Gay rights activists rally in Rome
Thousands of Italians marched on Rome on Saturday to demand legal rights for unmarried same sex couples.
50,000 activists, including leftists from Prime Minister Romano Prodi’s coalition, took to a Roman piazza and rallied in support for a bill that would offer greater legal protection to unmarried couples.
Some demonstrators wore bishop’s mitres with slogans that attacked the Vatican.
Catholics in Prodi’s coalition government as well as opposition parties have promised to shoot down the bill.
They have drawn attention to an article in the constitution that recognises the family rights of “natural” unions “based on marriage.” They argue that the article only accommodates heterosexual unions.
In response to the rally, Catholic groups launched the “Committee for the Family.”
Olimpia Tarzia, the organisation’s president, accused the left of trying to “attack the family as an institution” and put gay unions on a par with marriage, according to Reuters
The Vatican has taken a similar stance.
In February Pope Benedict XVI said in a Vatican speech that the family “shows signs of ceding to lobbies capable of negatively eroding the legislative process.
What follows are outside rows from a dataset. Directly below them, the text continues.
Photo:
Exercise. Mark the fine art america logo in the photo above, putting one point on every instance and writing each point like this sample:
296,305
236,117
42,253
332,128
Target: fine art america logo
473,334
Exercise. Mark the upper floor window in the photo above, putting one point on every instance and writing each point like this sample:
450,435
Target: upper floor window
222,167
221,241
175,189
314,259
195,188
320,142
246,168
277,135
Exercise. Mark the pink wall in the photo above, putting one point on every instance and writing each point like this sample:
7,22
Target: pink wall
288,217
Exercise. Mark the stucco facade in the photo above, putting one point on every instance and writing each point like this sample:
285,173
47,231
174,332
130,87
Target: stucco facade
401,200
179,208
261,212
“Divorce and free unions are on the rise, meanwhile adultery is viewed with an unjustifiable tolerance,” he added.
Pierferdinando Casini, an opposition member of the Christian Democrats’ Union, pointed to contradictions within the coalition and said that the “government has lost its way”.
But some gay rights groups have argued that the bill is not radical enough. Franco Grillini, a leader of the gay rights group Arcigay, pointed to legislation in other European countries.
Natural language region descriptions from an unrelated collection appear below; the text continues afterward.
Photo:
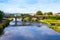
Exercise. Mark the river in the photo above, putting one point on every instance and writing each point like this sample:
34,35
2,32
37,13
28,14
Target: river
34,31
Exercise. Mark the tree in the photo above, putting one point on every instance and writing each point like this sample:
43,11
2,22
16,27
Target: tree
48,13
39,12
1,15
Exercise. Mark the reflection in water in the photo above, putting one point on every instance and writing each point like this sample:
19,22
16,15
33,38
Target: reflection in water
29,33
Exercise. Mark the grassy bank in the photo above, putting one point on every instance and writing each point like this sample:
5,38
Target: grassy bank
4,24
54,24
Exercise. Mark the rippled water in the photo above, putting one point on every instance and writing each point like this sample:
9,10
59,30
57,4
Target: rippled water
32,32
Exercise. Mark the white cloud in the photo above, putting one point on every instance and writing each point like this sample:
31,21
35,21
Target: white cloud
21,6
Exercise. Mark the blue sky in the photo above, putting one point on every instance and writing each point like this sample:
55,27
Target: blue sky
29,6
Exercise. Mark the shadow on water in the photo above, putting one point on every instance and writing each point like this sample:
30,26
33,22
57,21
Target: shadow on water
31,32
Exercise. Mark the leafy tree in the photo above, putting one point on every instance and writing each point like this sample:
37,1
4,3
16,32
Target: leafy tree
48,13
1,15
39,12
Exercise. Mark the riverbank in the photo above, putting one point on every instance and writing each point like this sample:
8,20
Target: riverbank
54,24
4,24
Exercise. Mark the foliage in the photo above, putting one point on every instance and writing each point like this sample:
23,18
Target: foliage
39,12
1,15
48,13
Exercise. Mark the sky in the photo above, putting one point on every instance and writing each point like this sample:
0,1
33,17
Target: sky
29,6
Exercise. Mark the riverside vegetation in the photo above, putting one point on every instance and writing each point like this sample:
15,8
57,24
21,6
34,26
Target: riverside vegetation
3,23
53,21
“None of these countries has seen the apocalyptic forecasts about the fate of the traditional family come true,” he told Reuters.
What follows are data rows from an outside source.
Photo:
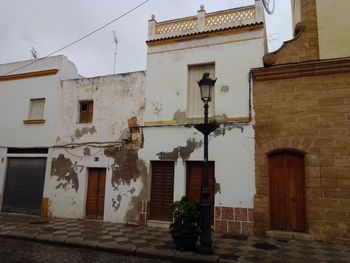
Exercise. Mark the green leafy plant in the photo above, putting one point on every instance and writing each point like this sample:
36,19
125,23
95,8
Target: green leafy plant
186,217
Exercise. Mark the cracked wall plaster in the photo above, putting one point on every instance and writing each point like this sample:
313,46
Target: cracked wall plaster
183,152
63,168
85,130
“On the contrary, Denmark, the first country to introduce gay marriage, has a
higher birth rate than Italy,” he added.
The bill grew out of Prime Minister Roman Prodi’s 2006 election campaign and is currently being scrutinized by a parliamentary committee.
Vladimir Luxuria, a transgender leftist deputy and Prodi supporter told Reuters:
“We won the election by promising to do something for over a million Italians who are not linked by religious marriage but want their rights recognised.”
But he warned that because of Prodi’s tiny majority in the Senate, supporters of the bill had “to be sensitive and open up the debate to the centre-right opposition.”
Under the proposed legislation unmarried couples of any sexual orientation would be able to formally register with their local authority and receive legal rights in areas such as property, inheritance and employment.